Speechmatics outputs in the transcript a metadata tag to indicate whether a word is a profanity or a disfluency. You do not have to take any action to access this - it is provided in our transcription output as standard.

Profanity Tagging

You can use this tag in order to identify, redact, or obfuscate profanities and integrate this data into your own workflows.

Profanity tagging is available is for the following languages:

  • English (EN)
  • Italian (IT)
  • Spanish (ES)

Note that the list of profanities in each language is not alterable.

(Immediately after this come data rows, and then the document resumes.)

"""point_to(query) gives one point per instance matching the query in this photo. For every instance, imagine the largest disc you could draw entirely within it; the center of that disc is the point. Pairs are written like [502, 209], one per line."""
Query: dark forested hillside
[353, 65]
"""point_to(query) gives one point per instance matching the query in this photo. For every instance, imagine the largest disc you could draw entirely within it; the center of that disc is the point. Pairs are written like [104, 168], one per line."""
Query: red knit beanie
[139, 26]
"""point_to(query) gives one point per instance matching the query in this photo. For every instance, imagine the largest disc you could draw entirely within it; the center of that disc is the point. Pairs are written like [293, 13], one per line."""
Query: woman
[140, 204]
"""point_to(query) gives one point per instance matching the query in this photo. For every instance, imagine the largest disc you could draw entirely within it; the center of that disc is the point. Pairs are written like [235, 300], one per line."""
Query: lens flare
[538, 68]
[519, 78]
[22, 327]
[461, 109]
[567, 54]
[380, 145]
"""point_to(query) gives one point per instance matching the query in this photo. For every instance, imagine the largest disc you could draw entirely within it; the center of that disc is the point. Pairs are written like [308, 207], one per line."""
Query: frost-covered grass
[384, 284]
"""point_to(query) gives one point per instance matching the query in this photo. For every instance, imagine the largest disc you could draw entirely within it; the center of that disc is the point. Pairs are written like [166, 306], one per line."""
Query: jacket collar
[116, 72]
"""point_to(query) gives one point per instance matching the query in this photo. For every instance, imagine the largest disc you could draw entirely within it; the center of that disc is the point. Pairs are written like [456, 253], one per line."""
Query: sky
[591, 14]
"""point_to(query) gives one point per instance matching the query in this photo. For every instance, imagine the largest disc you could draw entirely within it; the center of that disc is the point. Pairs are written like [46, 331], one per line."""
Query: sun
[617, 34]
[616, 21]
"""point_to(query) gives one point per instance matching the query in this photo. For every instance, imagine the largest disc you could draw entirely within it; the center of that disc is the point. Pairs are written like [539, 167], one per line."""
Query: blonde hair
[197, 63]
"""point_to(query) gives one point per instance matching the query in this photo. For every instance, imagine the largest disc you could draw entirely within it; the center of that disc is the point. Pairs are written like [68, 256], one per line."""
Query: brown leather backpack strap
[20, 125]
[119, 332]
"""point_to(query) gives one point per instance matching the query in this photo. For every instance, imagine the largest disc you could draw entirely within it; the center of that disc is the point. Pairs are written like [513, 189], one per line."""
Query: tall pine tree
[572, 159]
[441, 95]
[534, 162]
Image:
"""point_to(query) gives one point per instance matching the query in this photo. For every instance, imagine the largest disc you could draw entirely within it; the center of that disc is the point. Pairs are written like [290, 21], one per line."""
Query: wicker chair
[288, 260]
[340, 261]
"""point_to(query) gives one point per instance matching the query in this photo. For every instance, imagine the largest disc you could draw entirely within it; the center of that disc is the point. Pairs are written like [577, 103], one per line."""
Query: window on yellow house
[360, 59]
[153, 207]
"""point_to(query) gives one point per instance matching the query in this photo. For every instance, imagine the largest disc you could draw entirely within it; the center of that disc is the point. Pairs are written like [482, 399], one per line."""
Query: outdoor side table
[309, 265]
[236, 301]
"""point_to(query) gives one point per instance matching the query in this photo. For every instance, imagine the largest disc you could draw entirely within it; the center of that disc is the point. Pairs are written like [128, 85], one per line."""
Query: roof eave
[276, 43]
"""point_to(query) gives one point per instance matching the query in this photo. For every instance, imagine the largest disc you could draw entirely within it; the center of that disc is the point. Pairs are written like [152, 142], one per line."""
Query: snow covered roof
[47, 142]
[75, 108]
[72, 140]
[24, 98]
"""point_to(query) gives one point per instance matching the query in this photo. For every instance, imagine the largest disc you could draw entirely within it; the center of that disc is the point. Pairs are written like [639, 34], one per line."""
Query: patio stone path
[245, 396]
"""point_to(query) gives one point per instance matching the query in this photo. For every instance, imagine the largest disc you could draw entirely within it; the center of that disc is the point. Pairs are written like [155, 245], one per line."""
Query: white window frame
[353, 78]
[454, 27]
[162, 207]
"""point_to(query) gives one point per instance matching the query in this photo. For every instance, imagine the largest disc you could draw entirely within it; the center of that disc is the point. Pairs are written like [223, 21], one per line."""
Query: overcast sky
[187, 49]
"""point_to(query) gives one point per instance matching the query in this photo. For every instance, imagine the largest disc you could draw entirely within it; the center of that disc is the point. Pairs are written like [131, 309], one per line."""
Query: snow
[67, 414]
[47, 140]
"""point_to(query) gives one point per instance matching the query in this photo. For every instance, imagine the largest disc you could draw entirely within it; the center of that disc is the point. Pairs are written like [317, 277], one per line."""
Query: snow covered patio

An example of how this looks is below.

"results": [
  {
    "alternatives": [
      {
        "confidence": 1.0,
        "content": "$PROFANITY",
        "language": "en",
        "speaker": "UU",
        "tags": [
          "profanity"
        ]
      }
    ],
    "end_time": 18.03,
    "start_time": 17.61,
    "type": "word"
  }
]

Disfluency Tagging

A disfluency here refers to a set list of words in English that imply hesitation or indecision. Please note while disfluency can cover a range of items like stuttering and interjections, here it is only used to tag words such as 'hmm' or 'umm'. You can use this tag for your own post-processing workflows such as not displaying disfluencies. An example of how this looks is below:

English language only

"results": [
  {
    "alternatives": [
      {
        "confidence": 1.0,
        "content": "hmm",
        "language": "en",
        "speaker": "UU",
        "tags": [
          "disfluency"
        ]
      }
    ],
    "end_time": 18.03,
    "start_time": 17.61,
    "type": "word"
  }
]